The cerebellum plays important roles in motor coordination and learning. However, motor learning has not been quantitatively evaluated clinically. It thus remains unclear how motor learning is influenced by cerebellar diseases or aging, and is related with incoordination. Here, we present a new application for testing human cerebellum-dependent motor learning using prism adaptation. In our paradigm, the participant wearing prism-equipped goggles touches their index finger to the target presented on a touchscreen in every trial. The whole test consisted of three consecutive sessions: (1) 50 trials with normal vision (BASELINE), (2) 100 trials wearing the prism that shifts the visual field 25° rightward (PRISM), and (3) 50 trials without the prism (REMOVAL).
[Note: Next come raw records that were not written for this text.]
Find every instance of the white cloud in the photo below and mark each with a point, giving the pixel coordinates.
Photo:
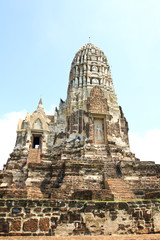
(146, 148)
(8, 126)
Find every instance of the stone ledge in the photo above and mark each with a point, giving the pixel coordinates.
(115, 237)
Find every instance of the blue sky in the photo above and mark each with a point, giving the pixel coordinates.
(38, 40)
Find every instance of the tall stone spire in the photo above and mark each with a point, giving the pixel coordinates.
(40, 105)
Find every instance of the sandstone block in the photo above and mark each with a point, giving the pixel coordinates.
(16, 225)
(44, 224)
(30, 225)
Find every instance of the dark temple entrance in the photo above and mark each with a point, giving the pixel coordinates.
(36, 142)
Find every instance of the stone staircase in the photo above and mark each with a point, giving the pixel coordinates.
(34, 156)
(120, 189)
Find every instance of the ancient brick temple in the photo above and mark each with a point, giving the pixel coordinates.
(82, 151)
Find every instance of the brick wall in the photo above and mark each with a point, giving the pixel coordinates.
(42, 217)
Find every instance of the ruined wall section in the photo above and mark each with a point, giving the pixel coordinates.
(69, 218)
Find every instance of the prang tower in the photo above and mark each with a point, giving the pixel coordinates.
(82, 151)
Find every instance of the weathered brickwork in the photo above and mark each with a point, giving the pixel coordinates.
(62, 218)
(77, 156)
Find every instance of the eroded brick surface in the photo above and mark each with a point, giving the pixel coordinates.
(30, 225)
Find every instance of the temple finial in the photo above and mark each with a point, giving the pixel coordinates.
(40, 104)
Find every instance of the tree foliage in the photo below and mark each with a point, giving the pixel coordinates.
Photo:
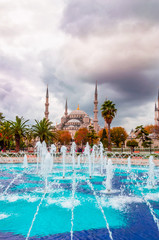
(142, 135)
(64, 137)
(132, 144)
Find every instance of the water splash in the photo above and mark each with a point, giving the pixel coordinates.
(36, 213)
(151, 174)
(100, 207)
(73, 202)
(63, 150)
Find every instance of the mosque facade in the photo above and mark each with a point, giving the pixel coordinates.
(77, 119)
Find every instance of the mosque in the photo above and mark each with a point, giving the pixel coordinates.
(77, 118)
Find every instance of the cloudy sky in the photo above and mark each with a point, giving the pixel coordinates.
(69, 44)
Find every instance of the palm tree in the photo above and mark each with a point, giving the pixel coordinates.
(44, 130)
(5, 134)
(19, 129)
(108, 111)
(1, 118)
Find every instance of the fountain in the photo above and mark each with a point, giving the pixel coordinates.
(38, 147)
(101, 157)
(46, 194)
(79, 157)
(53, 152)
(151, 174)
(129, 163)
(63, 150)
(87, 153)
(109, 176)
(25, 162)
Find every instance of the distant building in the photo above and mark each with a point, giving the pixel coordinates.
(77, 118)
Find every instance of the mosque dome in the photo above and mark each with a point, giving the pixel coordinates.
(73, 121)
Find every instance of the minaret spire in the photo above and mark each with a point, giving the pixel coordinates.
(66, 113)
(96, 126)
(47, 104)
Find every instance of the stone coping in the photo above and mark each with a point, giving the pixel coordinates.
(33, 159)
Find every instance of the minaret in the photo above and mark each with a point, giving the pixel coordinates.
(96, 127)
(157, 109)
(47, 104)
(66, 113)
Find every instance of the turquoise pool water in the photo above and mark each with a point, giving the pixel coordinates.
(131, 208)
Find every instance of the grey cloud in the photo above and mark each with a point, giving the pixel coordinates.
(84, 17)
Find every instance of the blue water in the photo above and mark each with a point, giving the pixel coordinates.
(127, 207)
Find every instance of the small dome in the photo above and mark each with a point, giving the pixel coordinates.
(78, 112)
(73, 121)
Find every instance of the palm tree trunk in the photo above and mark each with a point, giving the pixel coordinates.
(17, 140)
(4, 148)
(109, 140)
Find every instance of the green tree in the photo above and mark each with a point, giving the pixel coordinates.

In healthy subjects, the prism-induced finger-touch error, i.e., the distance between touch and target positions, was decreased gradually by motor learning through repetition of trials. We found that such motor learning could be quantified using the "adaptability index (AI)", which was calculated by multiplying each probability of [acquisition in the last 10 trials of PRISM], [retention in the initial five trials of REMOVAL], and [extinction in the last 10 trials of REMOVAL]. The AI of cerebellar patients less than 70 years old (mean, 0.227; n = 62) was lower than that of age-matched healthy subjects (0.867, n = 21; p < 0.0001). While AI did not correlate with the magnitude of dysmetria in ataxic patients, it declined in parallel with disease progression, suggesting a close correlation between the impaired cerebellar motor leaning and the dysmetria. Furthermore, AI decreased with aging in the healthy subjects over 70 years old compared with that in the healthy subjects less than 70 years old. We suggest that our paradigm of prism adaptation may allow us to quantitatively assess cerebellar motor learning in both normal and diseased conditions.